One-Way Back Scratching

Yahoo’s support, however, only goes one direction. “If Yahoo decides to accept OpenID on their own properties, it would allow the other 150-plus million people with OpenIDs to login and use Yahoo services without having to directly create a new Yahoo identity if they didn’t want to,” Recordon explained.

So who are those 150 million OpenID users?

“Most of today’s users are definitely tech-savvy,” Scott Kveton, chairman of the OpenID Foundation board, told LinuxInsider. “I liken OpenID to RSS — if you ask a casual user of the Internet what RSS is, they will probably shrug their shoulders.

“However, RSS is used in many, many popular applications,” he added. “I think OpenID will take the same path and we’ll start to see applications that take advantage of what it means to be an OpenID; I’ve proved I own this specific, unique end-point for myself on the Internet. What I land there — services or otherwise — will be what really propel OpenID’s growth and adoption.”

Yahoo’s implementation is based on the OpenID 2.0 specification. Yahoo worked closely with the OpenID Foundation and community to finalize the specification in December 2007. The specification includes new features that improve security and usability of OpenID, making it the most user-friendly single sign-on and online user-authentication standard, Yahoo said. Yahoo’s users who log in with their Yahoo ID on OpenID sites will have the added protection of Yahoo’s sign-in seal wherever they go on the Web.

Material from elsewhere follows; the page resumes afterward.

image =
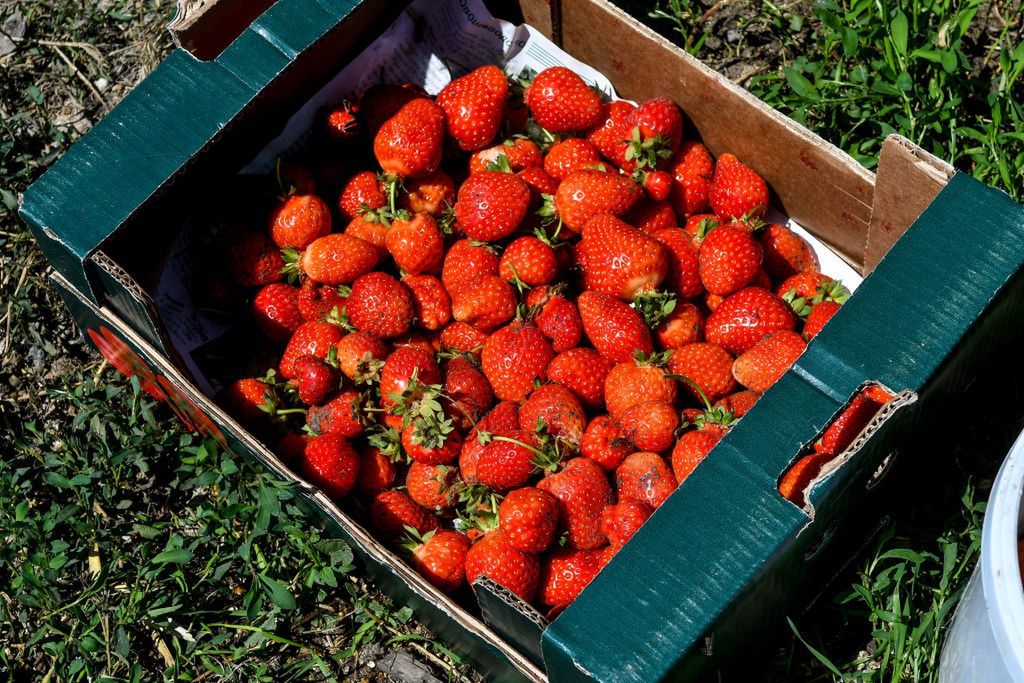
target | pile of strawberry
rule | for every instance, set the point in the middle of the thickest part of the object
(518, 318)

No e-mail or IM addresses are revealed or disclosed as part of the login process, Yahoo noted, which further helps protect users from phishing or other attacks.

All Eggs in One Basket?

Critics of OpenID contend that users are essentially putting all of their access details in a single basket — if the basket were ever compromised, so to speak, nefarious individuals could gain access to everything inside the basket.

“The balance between convenience and security is always going to be an issue,” Stephen O’Grady, RedMonk industry analyst, told LinuxInsider. “OpenID certainly has its issues, but then so too does the challenge of remembering multiple passwords for different sites and accounts. While in theory it would be more secure to use different, unique, strong passwords for different venues, in practice most people use one simple one throughout.”

If users use a single, robust authentication system, it’s not only convenient, it may also be stronger than many weak login methods, he noted.